Empirical operation: determination of equality of intervals or differences.
Invariance: any linear transformation, replacing x with y=a+bx.
Invariant statistics: mean, standard deviation.
Ex: Time, with different calendars using vastly different zeros, but more-or-less agreeing on length of a year.

4. Ratio Scale

Meaningful zero point.

Empirical operation: Determination of equality of ratios.
Invariance: proportional change of scale, y = bx.
Invariant statistics: geometric mean, coefficient of variation.

Ex: Years of schooling, EDUC
Ex: Dollar amount of money (but not unequally wide categories as in RINCOM91)

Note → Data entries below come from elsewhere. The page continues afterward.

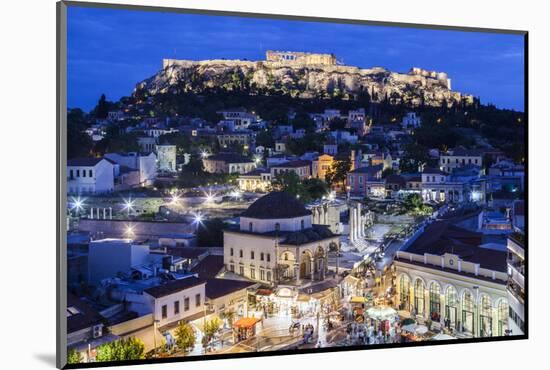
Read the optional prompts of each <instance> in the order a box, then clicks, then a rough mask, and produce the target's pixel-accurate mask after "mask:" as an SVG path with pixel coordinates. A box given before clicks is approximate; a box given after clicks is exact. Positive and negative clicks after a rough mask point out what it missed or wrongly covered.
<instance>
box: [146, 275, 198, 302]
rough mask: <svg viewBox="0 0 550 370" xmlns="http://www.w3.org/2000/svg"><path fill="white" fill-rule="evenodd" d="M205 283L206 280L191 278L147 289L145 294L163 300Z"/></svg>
mask: <svg viewBox="0 0 550 370" xmlns="http://www.w3.org/2000/svg"><path fill="white" fill-rule="evenodd" d="M204 283H205V281H204V280H202V279H199V278H197V277H194V276H191V277H187V278H184V279H179V280H173V281H170V282H168V283H165V284H161V285H157V286H155V287H152V288H148V289H145V290H144V292H145V293H147V294H149V295H150V296H153V297H155V298H161V297H165V296H167V295H170V294H174V293H177V292H180V291H182V290H185V289H189V288H192V287H195V286H197V285H201V284H204Z"/></svg>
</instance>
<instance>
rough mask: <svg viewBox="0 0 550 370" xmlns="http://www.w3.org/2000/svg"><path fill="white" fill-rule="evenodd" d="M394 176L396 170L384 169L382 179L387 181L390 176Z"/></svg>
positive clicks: (391, 169)
mask: <svg viewBox="0 0 550 370" xmlns="http://www.w3.org/2000/svg"><path fill="white" fill-rule="evenodd" d="M393 174H395V170H394V169H393V168H389V167H388V168H386V169H384V171H382V178H383V179H385V178H386V177H388V176H389V175H393Z"/></svg>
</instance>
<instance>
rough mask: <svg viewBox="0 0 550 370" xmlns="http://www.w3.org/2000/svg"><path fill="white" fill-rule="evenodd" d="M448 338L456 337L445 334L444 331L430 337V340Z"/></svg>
mask: <svg viewBox="0 0 550 370" xmlns="http://www.w3.org/2000/svg"><path fill="white" fill-rule="evenodd" d="M449 339H456V338H455V337H453V336H452V335H449V334H445V333H439V334H437V335H435V336H434V337H433V338H432V340H449Z"/></svg>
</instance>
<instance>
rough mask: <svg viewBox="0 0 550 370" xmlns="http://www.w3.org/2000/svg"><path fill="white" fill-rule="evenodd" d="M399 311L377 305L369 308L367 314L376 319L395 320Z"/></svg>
mask: <svg viewBox="0 0 550 370" xmlns="http://www.w3.org/2000/svg"><path fill="white" fill-rule="evenodd" d="M396 314H397V311H396V310H394V309H393V308H391V307H387V306H375V307H371V308H369V309H368V310H367V316H368V317H370V318H373V319H376V320H393V319H395V315H396Z"/></svg>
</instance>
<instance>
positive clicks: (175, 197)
mask: <svg viewBox="0 0 550 370" xmlns="http://www.w3.org/2000/svg"><path fill="white" fill-rule="evenodd" d="M179 201H180V197H179V195H178V194H173V195H172V199H171V200H170V204H178V202H179Z"/></svg>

Other considerations beyond Stevens

Distinction between how variable is conceptualized and how it is measured and recorded.
Ex: RINCOM91 vs Income expressed to nearest thousand dollars
Is it fundamentally not a single dimension?
Ex: Season-related variables Ex: MARITAL? Ex: FEMARRY? This has 4 responses that combine aspects of {early, later} x {alone, live-in, spouse}
Is it mostly on a single dimension, the exceptions being such as "Not Applicable" or "Other" or "More than one of the above"?
Ex: NEARGOD for believer in omnipresent deity, or atheist
In an ordinal or nominal scale, how firm or arbitrary are the number of categories and their boundaries?
Ex: CLASS vs CLASSY
In an interval scale, are intervals "subjectively" equal, or in some sense "objectively" equal?
Ex: Partners vs. Myfaith
Is there a meaningful upper anchor point for the scale?
Ex: 1.0 ? 100% ? 212 degrees F ? Ex: Total RDA (recommended daily allowance) for nutrients ?
Is the upper anchor point a maximum, or can it be exceeded?
Are negative values meaningful?
Ex: Loss = -(Profit) Ex: Decline = -(Increase) Ex: Attitude scales symmetric around a zero-like value: strongly agree, agree, undecided, disagree, strongly disagree.
Can the value of the variable change over time?
Ex: FAEDUC compared to EDUC
In an ordinal scale, can, or must, an individual case move through the categories in order?
Ex: Age vs. Childs vs. Polviews
If a variable can change, can it go either direction?
Ex: AGE vs POLVIEWS
Who or what is hypothesized as being able to change the value of the variable?

References:

Stevens, Stanley Smith 1951. "Mathematics, Measurement and Psychophysics." Ch. 1, pp. 1-49, in: S. S. Stevens, ed. 1951. Handbook of Experimental Psychology. New York: Wiley.

Luce, R. Duncan, and Carol L. Krumhansl 1988. "Measurement, Scaling, and Psychophysics." Ch. 1, pp. 3-74, in: Richard C. Atkinson, Richard J. Herrnstein, Gardner Lindzey, and R. Duncan Luce, eds. 1988. Stevens' Handbook of Experimental Psychology. 2nd edn. New York: Wiley.